Dr. Alexander Rieck, Fraunhofer-Institut für Arbeitswirtschaft und Organisation, gab einen Ausblick auf die sich ändernden Planungs- und Bauprozesse im Zuge der Digitalisierung des Bauwesens. Er stellt die absehbaren erheblichen Veränderungen aller gesellschaftlichen Bereiche durch die Innovationen digitaler Techniken dar. Diese würde jedoch nicht mit Blick auf die Baubranche entwickelt, gleichwohl diese aber massiv verändern. So sei das Smartphone weder für noch mit Blick auf die Baubranche entwickelt worden, hätte diese aber bereits jetzt massiv verändert.
Im Anschluss widmeten sich Referentinnen und Referenten den einzelnen Teilbereichen der Digitalisierung im Bauwesen. Beleuchtet wurden im Themenbereich Digitale Fertigung unter anderem die Chancen und Lösungsansätze der Robotik, Automation und Vorfertigung zur Bewältigung von Herausforderungen wie z. B. Wohnungsengpässe in Ballungsregionen, bezahlbares Bauen und Wohnen, Baumängel, Bauverzögerungen, Baukostenüberschreitungen und Fachkräftemangel. Prof. Dr.-Ing. Thomas Bock zeigte internationale Beispiele für den Robotereinsatz in der Vorfertigung, vor Ort, im Gebäudebetrieb und dem nachhaltigen Um- und Rückbau. Außerdem erläuterte Prof. Achim Menges anhand von zwei Pilotprojekten, dass durch einen systematischen, ganzheitlichen und integrativen computerbasierten Ansatz die methodischen Grundlagen für eine umfassende Modernisierung des Bauwesens gelegt werden können.

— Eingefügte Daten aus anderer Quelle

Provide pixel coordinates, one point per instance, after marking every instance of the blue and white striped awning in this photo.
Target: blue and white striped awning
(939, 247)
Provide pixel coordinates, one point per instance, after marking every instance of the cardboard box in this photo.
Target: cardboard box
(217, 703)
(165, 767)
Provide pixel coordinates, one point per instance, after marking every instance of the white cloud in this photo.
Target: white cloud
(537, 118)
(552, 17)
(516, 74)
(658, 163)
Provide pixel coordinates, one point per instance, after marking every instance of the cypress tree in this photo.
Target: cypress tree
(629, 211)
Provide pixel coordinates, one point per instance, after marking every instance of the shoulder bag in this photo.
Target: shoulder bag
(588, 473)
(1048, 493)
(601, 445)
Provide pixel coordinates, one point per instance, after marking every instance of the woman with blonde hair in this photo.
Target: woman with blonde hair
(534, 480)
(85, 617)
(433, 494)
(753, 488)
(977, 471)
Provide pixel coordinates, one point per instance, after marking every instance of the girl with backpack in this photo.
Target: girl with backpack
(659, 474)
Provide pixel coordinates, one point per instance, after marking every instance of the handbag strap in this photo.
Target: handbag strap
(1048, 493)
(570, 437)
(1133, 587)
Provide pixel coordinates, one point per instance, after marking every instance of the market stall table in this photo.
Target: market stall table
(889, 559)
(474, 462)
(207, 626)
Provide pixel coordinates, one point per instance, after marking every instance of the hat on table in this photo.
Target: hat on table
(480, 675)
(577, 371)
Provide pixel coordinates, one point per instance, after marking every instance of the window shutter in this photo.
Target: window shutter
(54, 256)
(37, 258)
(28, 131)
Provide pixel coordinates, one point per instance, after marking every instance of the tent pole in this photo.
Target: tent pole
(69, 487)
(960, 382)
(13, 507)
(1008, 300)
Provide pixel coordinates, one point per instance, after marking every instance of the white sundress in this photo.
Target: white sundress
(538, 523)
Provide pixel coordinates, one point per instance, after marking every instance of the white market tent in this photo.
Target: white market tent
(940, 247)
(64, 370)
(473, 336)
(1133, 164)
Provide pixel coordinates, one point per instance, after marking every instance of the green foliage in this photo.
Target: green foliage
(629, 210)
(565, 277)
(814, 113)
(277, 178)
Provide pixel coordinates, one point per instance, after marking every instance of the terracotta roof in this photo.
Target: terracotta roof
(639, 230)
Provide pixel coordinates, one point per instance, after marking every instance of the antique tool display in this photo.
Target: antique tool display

Als Schwerpunkt im Themenbereich Digitales Planen behandelten die Referentinnen und Referenten die Implementierung der Methode des Building Information Modeling (BIM) in Planungs- und Bauprozesse als auch deren konkreter Mehrwert für Planungsbüros. Ajna Nickau, DhochN Digital Engineering GmbH, betonte die vielfältigen Möglichkeiten von BIM. Auch Wilhelmina Katzschmann, Vizepräsidentin der Ingenieurkammer Rheinland- Pfalz unterstrich, dass die BIM-Planungsmethode eine der größten Chancen der Baubranche darstelle. Matthias Reif berichtete anhand von konkreten Beispielen aus dem öffentlichen Hochbau über seine Erfahrungen. „BIM einfach machen“ ist sein Fazit. Andreas Thun, Vorsitzender der GF Berliner Luft Technik GmbH skizzierte die Herausforderungen von BIM aus Sicht eines Herstellers von TGA-Produkten. Digitale Modelle zur Zusammenarbeit von Planern, Herstellern und Ausführenden stellte Prof. Dr.-Ing. Wolfgang Huhnt, TU-Berlin vor. Übereinstimmend wurde festgestellt, dass sich weder planende Berufe noch ausführende Firmen und ebensowenig Produkthersteller und Bauherren dem digitalen Wandel im Bauwesen entziehen können. Dies griff die abschließende Podiumsdiskussion auf. Die Teilnehmer betonten, dass die Technik zwar vermeintlich im Vordergrund stehe, es aber vielmehr um sich ändernde Prozesse und vor allem um die Zusammenarbeit der am Bau Beteiligten gehe. Für eine erfolgreiche Digitalisierung sei es entscheidend, wie sie implementiert würde. Es müssen praxisorientierte Methoden und Prozesse implementiert werden, bei der alle mitgenommen werden.